Let $A$ be a unital C*-algebra and denote by $F(H)$ the algebraic ideal of finite rank operators on $H = \ell^2(\mathbb N)$. Is is true that $$ A \odot F(H) $$ is an algebraic ideal inside $A \otimes \mathbb K$ ? Here $A \odot F(H)$ denotes the algebraic tensor product of $A$ and $F(H)$.
I have the feeling that this is not true, since it might happen (?) that that the product $(a \otimes f)x$ with $a \in A, \ f \in F(H)$ and $x \in A \otimes \mathbb K$ is not an element of the algebraic tensor product but rather an element of the closure.

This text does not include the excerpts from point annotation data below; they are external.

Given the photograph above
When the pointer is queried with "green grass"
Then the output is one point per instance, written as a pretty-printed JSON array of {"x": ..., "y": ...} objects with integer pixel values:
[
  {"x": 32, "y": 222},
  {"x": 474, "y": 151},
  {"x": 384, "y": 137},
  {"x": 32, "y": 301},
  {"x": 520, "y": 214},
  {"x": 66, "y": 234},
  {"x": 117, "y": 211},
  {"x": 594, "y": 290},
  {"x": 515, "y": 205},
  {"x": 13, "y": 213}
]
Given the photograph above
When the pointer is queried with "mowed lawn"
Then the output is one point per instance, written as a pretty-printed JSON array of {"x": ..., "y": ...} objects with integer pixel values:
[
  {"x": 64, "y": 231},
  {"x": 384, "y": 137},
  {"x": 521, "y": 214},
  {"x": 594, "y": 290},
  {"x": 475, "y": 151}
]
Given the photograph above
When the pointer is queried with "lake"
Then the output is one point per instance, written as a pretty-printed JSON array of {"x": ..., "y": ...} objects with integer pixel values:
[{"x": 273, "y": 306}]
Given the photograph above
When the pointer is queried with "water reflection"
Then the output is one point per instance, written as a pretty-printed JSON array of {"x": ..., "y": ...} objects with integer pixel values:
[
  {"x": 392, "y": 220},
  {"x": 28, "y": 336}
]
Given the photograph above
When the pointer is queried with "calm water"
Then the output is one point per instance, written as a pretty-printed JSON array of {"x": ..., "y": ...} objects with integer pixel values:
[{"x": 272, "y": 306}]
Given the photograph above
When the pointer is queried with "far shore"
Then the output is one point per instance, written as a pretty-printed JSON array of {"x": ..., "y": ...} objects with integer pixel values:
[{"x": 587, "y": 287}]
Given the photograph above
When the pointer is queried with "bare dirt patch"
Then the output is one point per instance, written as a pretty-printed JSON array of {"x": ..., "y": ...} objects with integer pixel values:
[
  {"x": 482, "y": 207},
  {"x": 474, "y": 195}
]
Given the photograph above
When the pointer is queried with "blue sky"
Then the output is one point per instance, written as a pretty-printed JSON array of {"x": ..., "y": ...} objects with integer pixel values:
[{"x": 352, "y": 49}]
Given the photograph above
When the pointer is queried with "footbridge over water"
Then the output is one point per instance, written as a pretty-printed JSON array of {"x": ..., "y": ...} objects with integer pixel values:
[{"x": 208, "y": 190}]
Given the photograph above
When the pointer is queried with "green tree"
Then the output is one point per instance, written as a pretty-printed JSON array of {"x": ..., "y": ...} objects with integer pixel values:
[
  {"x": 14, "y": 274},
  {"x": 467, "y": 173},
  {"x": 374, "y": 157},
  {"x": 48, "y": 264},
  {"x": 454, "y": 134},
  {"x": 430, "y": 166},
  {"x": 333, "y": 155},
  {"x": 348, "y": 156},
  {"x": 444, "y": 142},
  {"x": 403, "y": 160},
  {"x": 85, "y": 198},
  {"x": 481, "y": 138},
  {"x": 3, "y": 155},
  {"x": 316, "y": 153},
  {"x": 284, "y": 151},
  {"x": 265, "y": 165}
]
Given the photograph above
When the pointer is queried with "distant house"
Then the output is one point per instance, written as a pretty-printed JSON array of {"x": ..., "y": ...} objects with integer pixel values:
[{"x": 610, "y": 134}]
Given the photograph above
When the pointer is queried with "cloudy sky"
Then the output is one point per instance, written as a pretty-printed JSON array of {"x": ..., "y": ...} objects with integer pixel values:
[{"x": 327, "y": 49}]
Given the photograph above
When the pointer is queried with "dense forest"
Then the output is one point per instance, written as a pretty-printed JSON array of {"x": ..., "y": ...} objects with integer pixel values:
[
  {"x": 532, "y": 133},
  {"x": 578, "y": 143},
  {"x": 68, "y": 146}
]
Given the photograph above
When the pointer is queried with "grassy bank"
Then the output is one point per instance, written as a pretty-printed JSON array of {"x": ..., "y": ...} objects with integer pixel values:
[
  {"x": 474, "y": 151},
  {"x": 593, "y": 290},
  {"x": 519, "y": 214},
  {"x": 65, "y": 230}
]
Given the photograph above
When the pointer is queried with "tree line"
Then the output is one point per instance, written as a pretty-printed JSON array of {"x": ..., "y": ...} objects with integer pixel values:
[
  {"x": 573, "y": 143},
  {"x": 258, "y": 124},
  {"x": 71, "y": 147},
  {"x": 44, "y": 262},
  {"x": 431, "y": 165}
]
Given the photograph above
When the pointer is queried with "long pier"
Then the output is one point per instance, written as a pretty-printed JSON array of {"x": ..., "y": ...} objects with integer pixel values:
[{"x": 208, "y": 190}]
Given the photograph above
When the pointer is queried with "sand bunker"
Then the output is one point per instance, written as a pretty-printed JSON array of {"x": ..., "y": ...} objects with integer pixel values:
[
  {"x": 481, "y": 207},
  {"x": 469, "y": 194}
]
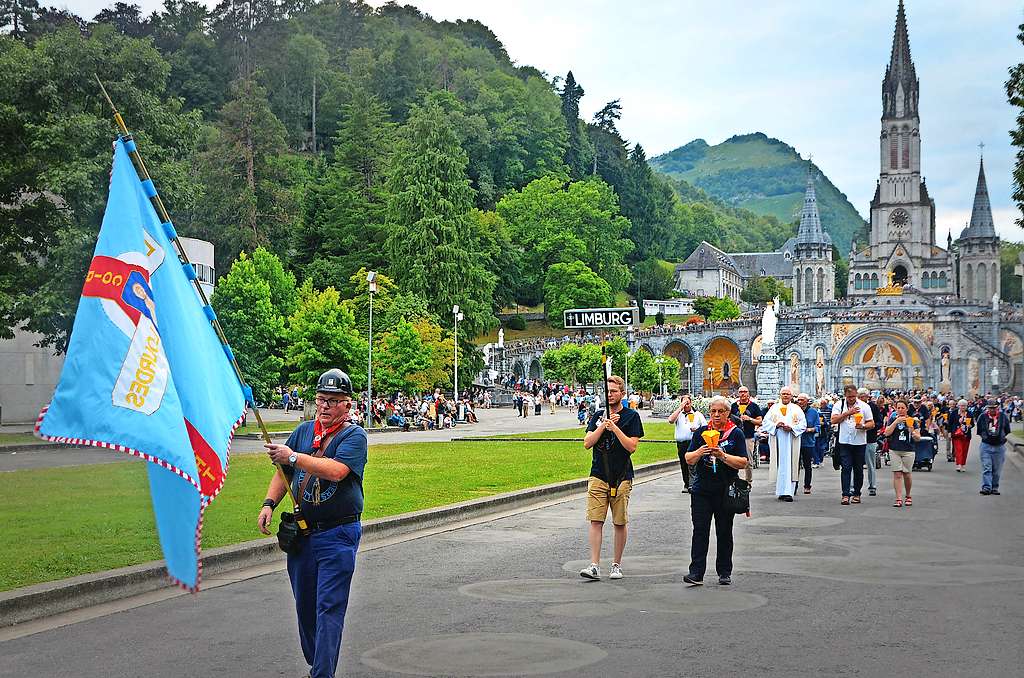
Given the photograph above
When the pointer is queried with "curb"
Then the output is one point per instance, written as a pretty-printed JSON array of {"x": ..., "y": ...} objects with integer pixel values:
[
  {"x": 39, "y": 600},
  {"x": 31, "y": 447}
]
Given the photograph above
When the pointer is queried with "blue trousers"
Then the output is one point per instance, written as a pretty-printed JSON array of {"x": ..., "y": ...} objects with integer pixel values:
[
  {"x": 820, "y": 447},
  {"x": 852, "y": 459},
  {"x": 322, "y": 576},
  {"x": 702, "y": 509},
  {"x": 992, "y": 457}
]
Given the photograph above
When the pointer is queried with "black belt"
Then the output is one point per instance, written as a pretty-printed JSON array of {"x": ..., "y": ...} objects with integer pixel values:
[{"x": 331, "y": 524}]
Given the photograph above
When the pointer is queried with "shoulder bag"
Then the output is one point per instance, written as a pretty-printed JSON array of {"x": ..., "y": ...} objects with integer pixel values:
[{"x": 290, "y": 536}]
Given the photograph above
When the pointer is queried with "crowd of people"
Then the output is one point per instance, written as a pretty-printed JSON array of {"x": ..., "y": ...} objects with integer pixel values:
[
  {"x": 425, "y": 412},
  {"x": 721, "y": 439}
]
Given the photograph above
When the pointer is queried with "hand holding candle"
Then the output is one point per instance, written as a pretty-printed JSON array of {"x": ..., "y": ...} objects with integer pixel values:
[{"x": 711, "y": 437}]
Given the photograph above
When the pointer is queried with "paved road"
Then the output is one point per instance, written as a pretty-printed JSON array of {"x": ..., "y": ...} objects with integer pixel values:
[
  {"x": 493, "y": 422},
  {"x": 819, "y": 589}
]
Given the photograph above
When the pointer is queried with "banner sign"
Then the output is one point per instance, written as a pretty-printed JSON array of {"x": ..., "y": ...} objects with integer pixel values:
[{"x": 579, "y": 319}]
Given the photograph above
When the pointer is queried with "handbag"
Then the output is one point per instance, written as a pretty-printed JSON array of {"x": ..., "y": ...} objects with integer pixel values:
[
  {"x": 290, "y": 537},
  {"x": 737, "y": 496}
]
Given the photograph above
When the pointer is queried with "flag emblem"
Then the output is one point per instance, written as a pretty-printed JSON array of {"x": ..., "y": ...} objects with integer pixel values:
[{"x": 145, "y": 373}]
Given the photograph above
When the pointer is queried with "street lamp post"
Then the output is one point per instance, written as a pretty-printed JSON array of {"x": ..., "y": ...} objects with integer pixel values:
[
  {"x": 458, "y": 316},
  {"x": 372, "y": 280},
  {"x": 660, "y": 375}
]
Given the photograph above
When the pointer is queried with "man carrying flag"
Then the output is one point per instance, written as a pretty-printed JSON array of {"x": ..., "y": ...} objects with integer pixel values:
[
  {"x": 145, "y": 372},
  {"x": 326, "y": 457}
]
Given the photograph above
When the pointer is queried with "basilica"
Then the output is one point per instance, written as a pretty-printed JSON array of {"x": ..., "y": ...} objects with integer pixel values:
[{"x": 916, "y": 312}]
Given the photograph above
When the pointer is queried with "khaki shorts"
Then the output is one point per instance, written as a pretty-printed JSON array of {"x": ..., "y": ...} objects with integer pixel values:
[
  {"x": 901, "y": 461},
  {"x": 597, "y": 501}
]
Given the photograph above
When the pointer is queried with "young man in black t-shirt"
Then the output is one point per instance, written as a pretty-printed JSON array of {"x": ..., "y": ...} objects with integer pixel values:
[
  {"x": 749, "y": 415},
  {"x": 612, "y": 439}
]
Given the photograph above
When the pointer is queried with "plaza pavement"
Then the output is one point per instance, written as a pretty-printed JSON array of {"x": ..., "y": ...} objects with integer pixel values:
[
  {"x": 493, "y": 422},
  {"x": 819, "y": 589}
]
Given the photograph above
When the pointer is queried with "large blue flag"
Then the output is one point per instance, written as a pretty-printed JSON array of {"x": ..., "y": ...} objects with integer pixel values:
[{"x": 145, "y": 373}]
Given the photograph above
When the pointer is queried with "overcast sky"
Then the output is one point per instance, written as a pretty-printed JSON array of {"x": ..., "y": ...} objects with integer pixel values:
[{"x": 806, "y": 72}]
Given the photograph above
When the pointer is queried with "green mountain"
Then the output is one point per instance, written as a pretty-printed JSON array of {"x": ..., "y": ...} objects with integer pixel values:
[{"x": 765, "y": 176}]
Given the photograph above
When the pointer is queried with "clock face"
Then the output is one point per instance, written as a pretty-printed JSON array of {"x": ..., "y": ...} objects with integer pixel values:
[{"x": 899, "y": 218}]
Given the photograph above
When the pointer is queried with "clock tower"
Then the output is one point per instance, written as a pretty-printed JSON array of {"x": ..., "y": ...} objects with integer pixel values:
[{"x": 901, "y": 239}]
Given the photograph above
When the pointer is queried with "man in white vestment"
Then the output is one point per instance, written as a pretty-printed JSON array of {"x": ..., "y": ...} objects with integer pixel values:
[{"x": 784, "y": 423}]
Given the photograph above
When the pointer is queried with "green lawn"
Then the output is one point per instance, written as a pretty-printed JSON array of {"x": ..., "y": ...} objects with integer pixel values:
[
  {"x": 271, "y": 426},
  {"x": 17, "y": 438},
  {"x": 65, "y": 521},
  {"x": 653, "y": 430}
]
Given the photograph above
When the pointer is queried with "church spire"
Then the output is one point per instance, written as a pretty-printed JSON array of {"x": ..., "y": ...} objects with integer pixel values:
[
  {"x": 810, "y": 231},
  {"x": 981, "y": 216},
  {"x": 899, "y": 89}
]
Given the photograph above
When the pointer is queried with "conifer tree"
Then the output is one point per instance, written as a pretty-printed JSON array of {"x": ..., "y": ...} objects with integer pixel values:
[
  {"x": 580, "y": 153},
  {"x": 430, "y": 239}
]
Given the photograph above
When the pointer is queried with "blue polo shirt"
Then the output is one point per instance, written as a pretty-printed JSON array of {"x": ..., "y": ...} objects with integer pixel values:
[{"x": 324, "y": 500}]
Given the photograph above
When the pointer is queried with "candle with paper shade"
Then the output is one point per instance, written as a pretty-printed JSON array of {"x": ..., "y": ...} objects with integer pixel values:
[{"x": 711, "y": 437}]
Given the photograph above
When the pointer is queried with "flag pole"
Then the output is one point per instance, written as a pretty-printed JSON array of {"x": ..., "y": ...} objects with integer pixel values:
[{"x": 162, "y": 213}]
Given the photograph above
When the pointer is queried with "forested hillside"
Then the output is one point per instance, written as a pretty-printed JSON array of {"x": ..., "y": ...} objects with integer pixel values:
[
  {"x": 764, "y": 175},
  {"x": 325, "y": 139}
]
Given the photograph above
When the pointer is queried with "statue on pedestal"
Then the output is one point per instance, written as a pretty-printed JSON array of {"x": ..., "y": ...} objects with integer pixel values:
[{"x": 769, "y": 322}]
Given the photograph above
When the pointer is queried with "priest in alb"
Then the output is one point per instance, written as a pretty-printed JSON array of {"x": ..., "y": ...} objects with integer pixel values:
[{"x": 784, "y": 423}]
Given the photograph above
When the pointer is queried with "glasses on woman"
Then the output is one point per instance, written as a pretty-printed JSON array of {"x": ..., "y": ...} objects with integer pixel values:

I think your intuition is correct, even in the case of Abelian $C^\ast$-algebras. Take $A=c_0(\mathcal{Z})$. We have $$ A \otimes K(H) \simeq c_0(\mathbb{N}; K(H)). $$ For any element $x=(x_i)_i \in c_0(\mathbb{N}; K(H))$ we can define the following quantity $$ \mathrm{Im}(x) = \overline{\mathrm{span}}\big\{ \bigcup_{i} \mathrm{Range}(x_i) \big\} \leq H. $$ That quantity always gives a finite dimensional subspace if $x \in A \odot F(H)$. It only rests to see that there are cases in which $\mathrm{Im}(x \, f)$ is infinite, with $f \in A \odot F(H)$ and $x \in A \otimes K(H)$. Choose an ONB base $(e_i)_i$ of $H$ and denote by $(e_{i,j})$ the matrix units of $B(H)$. If $f_i = (i+1)^{-1} \otimes e_{1,1}$ and $x_i = (i+1)^{-1} \otimes e_{i,1}$, then $\dim \mathrm{Im}(x \, f) = \infty$.
Related: You can get a well-behaved algebraic ideal using the language of Hilbert $C^\ast$-modules. Take $A \odot H$ with the product given by $\langle a \otimes \xi, b \otimes \eta \rangle_X = a^\ast b \langle \xi, \eta \rangle$. And your ideal will be spanned by operators $\theta_{y,z}(x) = \langle y, x \rangle z$, see [Lance; p9].
Lance, E. Christopher, Hilbert $C^\ast$-modules. A toolkit for operator algebraists, London Mathematical Society Lecture Note Series. 210. Cambridge: Univ. Press,. ix, 130 p. (1995). ZBL0822.46080.